Mennonite Disaster Relief, Helping People Rebuild
November 16, 2020
By Lorie Ham, Mennonite Aid Plan
On top of everything else going on in 2020, California has been besieged by wildfires, and this fire season has shattered records. Mennonite Disaster Service (MDS) has been helping people affected by fires and other disasters for many years.
Founded 70 years ago, MDS is a volunteer network of Mennonite, Amish, Brethren in Christ, and other Anabaptist churches dedicated to responding to natural and man-made disasters in Canada and the United States. “Our aim is to assist the most vulnerable community members, individuals, and families who would not otherwise have the means to recover,” states Steve Wiest, Regional Operations Coordinator for Region 4.
When asked about the recent Creek Fire, Steve states even before it was fully contained MDS volunteers were working to find a way to help. “When a disaster is close to where MDS volunteers live the response is natural and appropriate because of personal connections.
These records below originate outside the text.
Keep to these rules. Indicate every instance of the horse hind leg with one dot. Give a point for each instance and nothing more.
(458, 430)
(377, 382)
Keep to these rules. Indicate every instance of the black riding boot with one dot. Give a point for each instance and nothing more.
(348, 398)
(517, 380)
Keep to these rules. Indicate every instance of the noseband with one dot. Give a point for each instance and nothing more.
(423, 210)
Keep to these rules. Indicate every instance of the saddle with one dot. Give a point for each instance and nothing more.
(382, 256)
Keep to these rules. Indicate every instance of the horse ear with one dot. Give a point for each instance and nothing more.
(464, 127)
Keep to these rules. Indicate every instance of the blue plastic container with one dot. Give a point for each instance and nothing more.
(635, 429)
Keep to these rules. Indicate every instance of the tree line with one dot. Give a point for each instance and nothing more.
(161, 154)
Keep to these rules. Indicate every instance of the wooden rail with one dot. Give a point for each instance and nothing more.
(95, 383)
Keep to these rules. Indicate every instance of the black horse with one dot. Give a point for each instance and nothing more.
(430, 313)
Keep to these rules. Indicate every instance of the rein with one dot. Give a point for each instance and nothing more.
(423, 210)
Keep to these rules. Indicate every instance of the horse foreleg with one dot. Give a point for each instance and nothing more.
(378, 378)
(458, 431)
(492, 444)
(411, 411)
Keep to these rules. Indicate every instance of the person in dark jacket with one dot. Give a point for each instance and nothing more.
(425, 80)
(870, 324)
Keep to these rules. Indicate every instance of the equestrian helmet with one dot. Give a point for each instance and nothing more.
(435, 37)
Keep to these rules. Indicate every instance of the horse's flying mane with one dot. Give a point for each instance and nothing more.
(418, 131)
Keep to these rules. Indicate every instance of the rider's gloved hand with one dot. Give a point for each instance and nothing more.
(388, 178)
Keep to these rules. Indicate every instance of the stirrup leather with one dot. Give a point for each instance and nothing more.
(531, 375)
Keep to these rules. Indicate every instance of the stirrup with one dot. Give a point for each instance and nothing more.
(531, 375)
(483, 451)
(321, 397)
When we don’t live near by we usually wait for the local officials to invite us in.”
One thing that Steve feels MDS does well is rebuilding complete new homes after a disaster. “Many MDS volunteers come from the building trades and farming and those folks come with good skills. Whatever skills a volunteer will bring, there will be a place for them to make a meaningful contribution to the project. If the disaster survivor owns the property and if there is money for materials, subs and permits, then MDS will provide free labor to build the house. If they have insurance, they usually don’t need our help.”
A home that MDS rebuilt in Lake Isabella east of Bakersfield came with some added excitement. “As we worked on the second house we watched airplanes diving from the sky to drop fire retardant in the direction of the first home we had just finished. A fire was threatening the new house and had started less than a half mile from the house we had just finished. The next day I asked the homeowner if he had fire insurance and he did not. He said he could not find any. I called Jerry Linscheid and Jerry pointed me in the right direction to help get insurance. I was able to tell the homeowner that the new house was built with the latest California building codes and was much more fire resistant than the old house.”
The goal of MDS is to build homes that will withstand the next disaster, when possible.
The current building code has a section called WUI, Interface.” This is to make the house resistant to wildfire, but the main goal is to give occupants time to get out of the house,” continues Steve. “To make a house be able to survive a fire is a very tall order. The exterior construction is aiming to survive a 20 minute exposure to fire. To increase that to one hour could raise the cost of a 1,000 square foot house by nearly $100,000. The methods and materials of construction is only part of the plan. Keeping flammable material away from the house is just as important. Trees, shrubs, and landscape that allows fire to jump from fire source to fire source invites disaster. We have even seen that the patio furniture can be an ignition point.”
Equally important to MDS as getting people back into their homes, is the emotional and spiritual wellbeing of the disaster victims. Steve says that their volunteers are encouraged to put down their tools and visit with the homeowners, encouraging them to tell their story as they just listen. “The homeowners that we are building for are invited to have dinner with the group and tell their story. By telling their story, it helps them to heal. When they tell their story over and over again, we can see the healing take place.”
MDS is also involved in helping to prevent fires. In one instance, volunteers went to Camp Keola at Huntington Lake to remove dead trees and fuel from the forest floor. The camp is owned by the MC-USA Mennonite Conference and serves many children with disabilities. “Dozens of MDS volunteers spent a week in the fall of 2018 and the spring of 2019,” shares Steve. “The camp survived the fire because the fire fighters made a decision to protect that section of the fire line and that was possible because of the new water system the camp had installed. It is possible that the lower fire risk of having the reduced fuel on the camp grounds helped save the camp.”